In September, Adobe announced the launch of new tools within Adobe Analytics that tap machine and adaptive learning technologies to better understand the preferences and tastes of users.
The platform collects data on behalf of subscribers and applies Adobe’s AI and machine learning framework, Adobe Sensei, to continually analyze trends based on similarities, and micro and macro events. The platform eventually will make recommendations on next steps, for instance actions that could be taken as a result of insights garnered through email remarketing or targeting campaigns — a boon to busy retailers looking to capitalize on consumer trends and insights rapidly, even in-store.
“We took our time to build the new virtual analyst, spending years rigorously validating the technology with real customer data and training the AI model to make sure the outputs solved real problems,” John Bates, director of product management for Adobe Analytics, states in a release that accompanied the September announcement. “A major global brand in the early testing program told us the insights were comparable to adding over 100 data scientists to their team. We are happy with the feedback thus far and look forward to rolling this technology out more broadly.”

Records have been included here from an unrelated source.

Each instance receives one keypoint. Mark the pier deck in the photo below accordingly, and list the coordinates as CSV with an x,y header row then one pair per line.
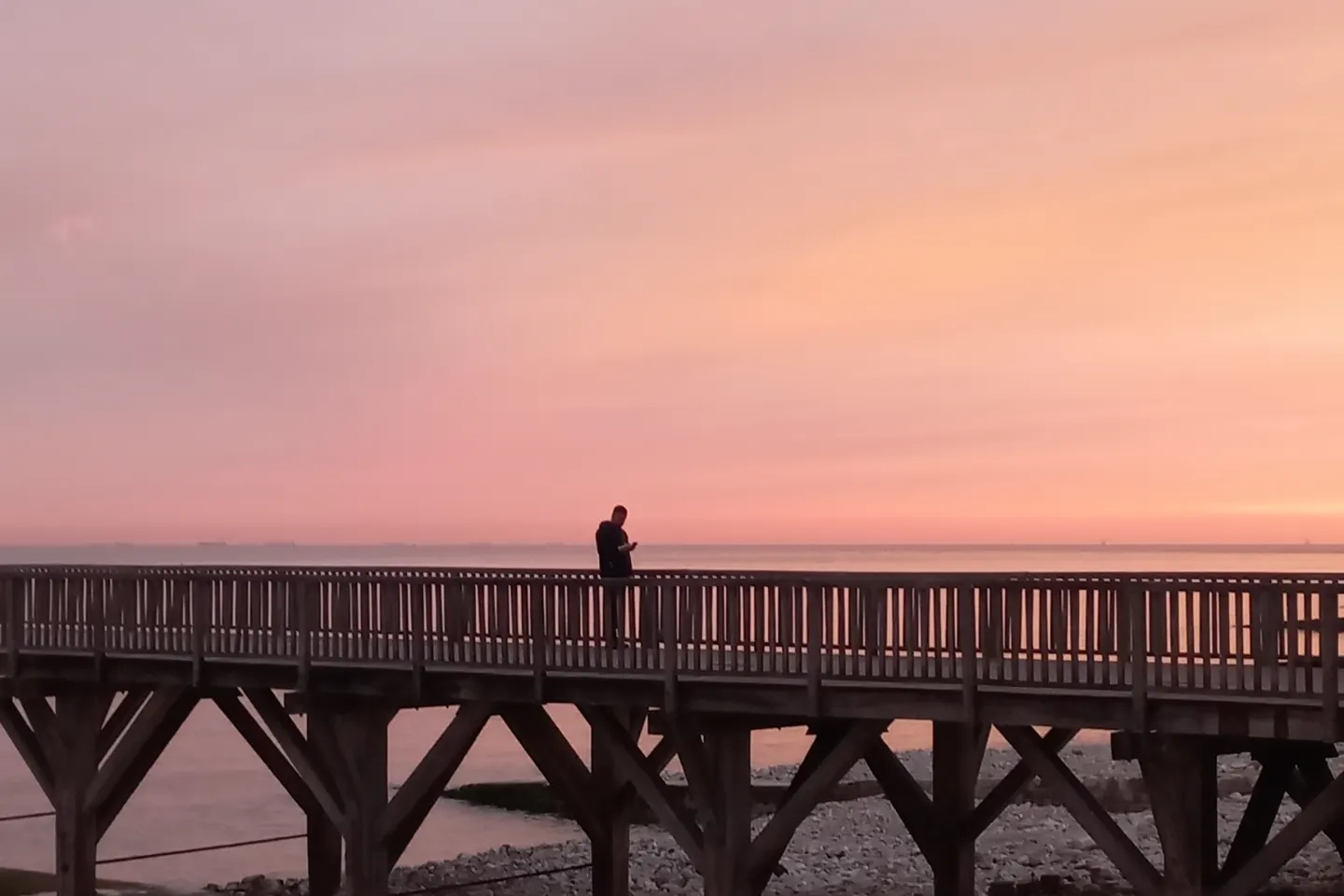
x,y
98,668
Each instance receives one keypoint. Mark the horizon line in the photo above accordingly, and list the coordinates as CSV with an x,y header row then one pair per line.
x,y
833,546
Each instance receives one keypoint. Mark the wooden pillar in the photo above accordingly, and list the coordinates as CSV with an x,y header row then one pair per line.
x,y
1181,774
727,834
324,856
354,736
958,752
78,719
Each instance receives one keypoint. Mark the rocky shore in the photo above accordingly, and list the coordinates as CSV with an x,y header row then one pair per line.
x,y
858,847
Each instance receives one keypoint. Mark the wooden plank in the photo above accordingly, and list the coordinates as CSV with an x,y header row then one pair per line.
x,y
1261,810
1289,841
132,702
424,788
770,844
907,797
301,755
271,755
668,809
657,759
1085,809
556,761
1011,785
136,752
28,747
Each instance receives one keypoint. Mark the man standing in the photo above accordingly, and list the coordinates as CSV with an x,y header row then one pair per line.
x,y
613,558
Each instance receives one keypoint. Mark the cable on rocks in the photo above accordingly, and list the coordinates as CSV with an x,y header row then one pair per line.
x,y
201,849
501,879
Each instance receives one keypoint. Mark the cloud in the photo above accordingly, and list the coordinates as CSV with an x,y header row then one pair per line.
x,y
461,265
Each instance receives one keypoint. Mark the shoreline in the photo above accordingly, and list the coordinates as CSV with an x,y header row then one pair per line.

Adobe says the system prioritizes data based on business and user context, and identifies nuances in historical data to better understand that context. What else can retailers expect to gain?
Data Everywhere: What Does It All Mean for Retailers?
“The virtual analyst will always search and analyze a company’s data, prioritizing changes that it finds interesting,” the release from Adobe states. “Deep learning models allow it to assess every possible data point across all customer interactions, from how long consumers spend on a website, to movements between app and web. These ‘unknown-unknowns’ contain insights that brands not only didn’t know, but also had no idea to look for. There simply is not enough time or resources to uncover these secret lottery ticket insights buried deep in data. A retailer, for instance, could begin to see critical nuances in how different demographics buy clothes online, or fix broken experiences that bleed money.”
Virtual analyst will continue to learn from users’ preferences and consumption patterns, eventually providing more relevant insights, the company states. As the system gains understanding from “like” or “not like” recommendations, it will share more informed personalized content or offerings.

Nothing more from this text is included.